S’il rate une occasion : « Sur le coup, je suis énervé et déçu. Mais voilà, c’est comme ça. Il ne faut pas rester sur cette déception. Il faut rapidement se remettre dans le match et penser aux prochaines parce qu’il y en aura d’autres. Je ne suis pas un joueur qui tergiverse trop dans sa tête. Quand je me loupe, je me dis : « Mais pourquoi j’ai fait ça ? ». Après, je me remets direct dans mon match. Il faut toujours rester concentré et ne pas se disperser ».

Son modèle : « Mon grand frère ! Je le regardais tout le temps, je suivais tous ses matchs, je le suivais partout. Il m’a énormément inspiré. Je n’avais que lui comme exemple. Je voulais tout le temps le copier (sourire). Après, j’aimais bien aussi Ronaldinho et Robinho. Mais mon frère, ce n’était pas pareil. Il était juste à côté de moi. Je voulais suivre ses pas (rires) ».

Les conseils de sa mère : « Je me rappelle un jour, on avait fait un tournoi. Et j’avais raté un penalty en finale. Ce jour-là, elle n’était pas contente. Quand je suis rentré à la maison, elle m’a dit : « Alain n’a jamais raté un penalty, tu n’as pas le droit de rater un penalty (rires). J’avais répondu : « À partir d’aujourd’hui, je ne vais plus rater un penalty, tu vas voir».

Casser les reins de ses adversaires : « Non, je n’aime pas ça. Je ne suis pas dans la provocation, je suis dans l’efficacité. Je respecte toujours mon adversaire. Par exemple, ce n’est pas parce qu’on gagne 3-0 que je vais me permettre de faire des choses inutiles. Moi, mon jeu est comme ça. Souvent les gens pensent que je ne respecte pas ou que je ne joue pas sérieux sur le terrain mais c’est ma manière d’être, ma manière de jouer ».

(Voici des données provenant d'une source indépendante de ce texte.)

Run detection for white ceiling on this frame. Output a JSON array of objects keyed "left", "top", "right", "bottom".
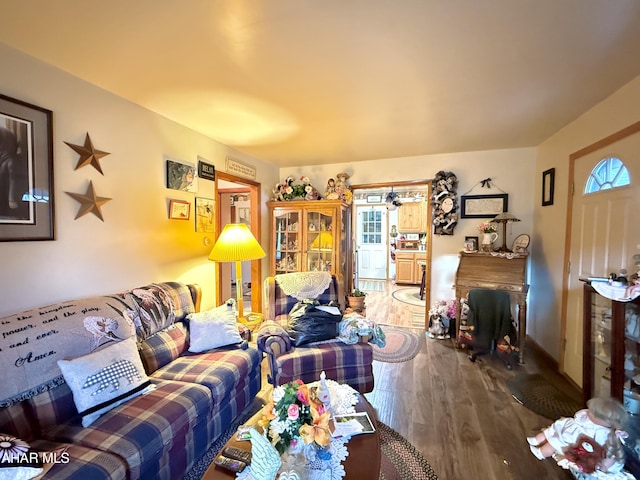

Sa personnalité : « Oui, j’ai toujours été considéré comme le « petit ». Mais là, je sens que ça a changé. Avant, quand j’allais en sélection, j’étais le plus jeune du groupe. Mais là, des jeunes commencent à arriver. Je sens que je prends de l’âge (rires). À Chelsea, par exemple, toute l’année, j’allais au milieu pour le toro car j’étais le plus petit. Maintenant, c’est fini. Ce sont les jeunes qui arrivent qui vont au milieu. Je ne suis plus le premier à être au milieu lors des toros ».

Emerveiller la Ligue 1 : « Oui, j’ai vu. (Il bafouille). J’espère que je ne vais pas faire mentir Paulo Duarte. Il a tellement dit du bien de moi. Voilà, c’est mon coach. Il me connaît depuis que je suis en cadet, il me connaît bien. Lorsqu’il est revenu, on a longtemps discuté. On était content de son retour en sélection du Burkina. On travaille bien ensemble ».